Un ciment d’obturation doit répondre à un cahier des charges dont : (selon Grossman en 1940 puis Shmalz 2003)

o   Imperméabilité à l’humidité, pas d’altération à l’humidité

o   Permettre un scellement du canal apical et latéral

o   Radio-opaque

o   Physiquement stable

o   Bactéricide ou bactériostatique

o   Stérilisable

o   Facile à désobstruer

o   Absence de réaction de prise

o   Bonne adhésion à la dentine

o   La non-solubilité dans les fluides apicaux

o   Absence de porosité et de coloration de la dent

o   Noncytotoxicité par les tissus

o   Absence de réaction allergique

o   Temps de travail adéquat et simulation de la cicatrisation osseuse

Conclusion 

Longtemps considéré comme le gold standard du ciment endodontique, le ciment oxyde de zinc – eugénol présente un certain nombre d’inconvénients auxquels les fabricants de biomatériaux dentaires essayent de remédier par la conception de nouveaux ciments.

Depuis quelques années, les sociétés ont mis au point les ciments biocéramiques.

La connaissance du mécanisme d’action de ces biomatériaux bioactifs étant essentielle afin de les adapter à chaque utilisation clinique.
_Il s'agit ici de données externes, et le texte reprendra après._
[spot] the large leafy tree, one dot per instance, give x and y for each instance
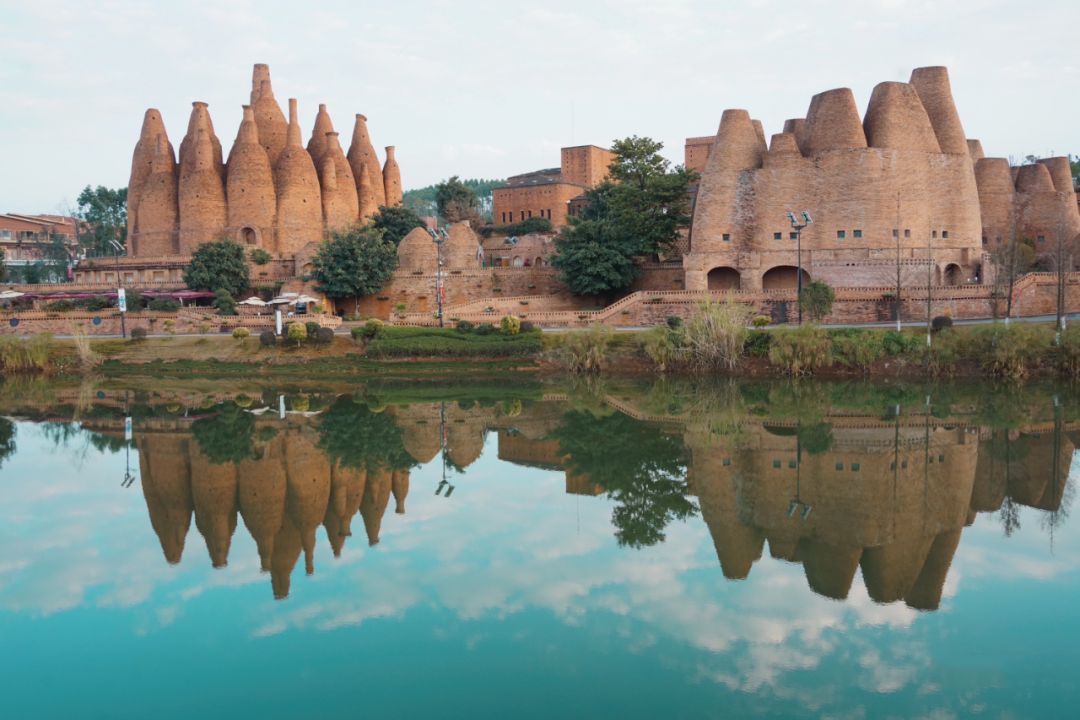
(353, 262)
(104, 215)
(217, 265)
(591, 255)
(456, 201)
(395, 222)
(648, 200)
(636, 465)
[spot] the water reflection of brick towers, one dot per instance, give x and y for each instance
(283, 496)
(272, 193)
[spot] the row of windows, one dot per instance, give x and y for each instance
(525, 215)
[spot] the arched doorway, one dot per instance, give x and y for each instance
(783, 277)
(724, 279)
(954, 275)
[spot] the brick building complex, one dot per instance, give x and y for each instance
(548, 192)
(902, 185)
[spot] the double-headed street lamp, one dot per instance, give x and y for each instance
(798, 235)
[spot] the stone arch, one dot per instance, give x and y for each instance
(724, 279)
(783, 277)
(250, 235)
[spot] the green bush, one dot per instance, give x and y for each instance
(756, 343)
(373, 327)
(164, 304)
(800, 350)
(447, 342)
(510, 325)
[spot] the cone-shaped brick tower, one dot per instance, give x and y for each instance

Cependant, ces mécanismes restent mal connus et leur utilisation reste empirique.

Le choix du produit« idéal » se fera sur la base d’une réflexion clinique, de l’objectif à atteindre et des contraintes techniques notamment dans ce cas précis en endodontie sur la fluidité et le temps de prise.

En vue des résultats très satisfaisant, leurs champs d’utilisation tendent à se développer considérablement.  

Cette technique d’obturation« monocône » avec les ciments biocéramiques s’inscrit dans un protocole plus rapide, atraumatique et moins complexe de mise en œuvre par rapport aux techniques d’obturation conventionnelles.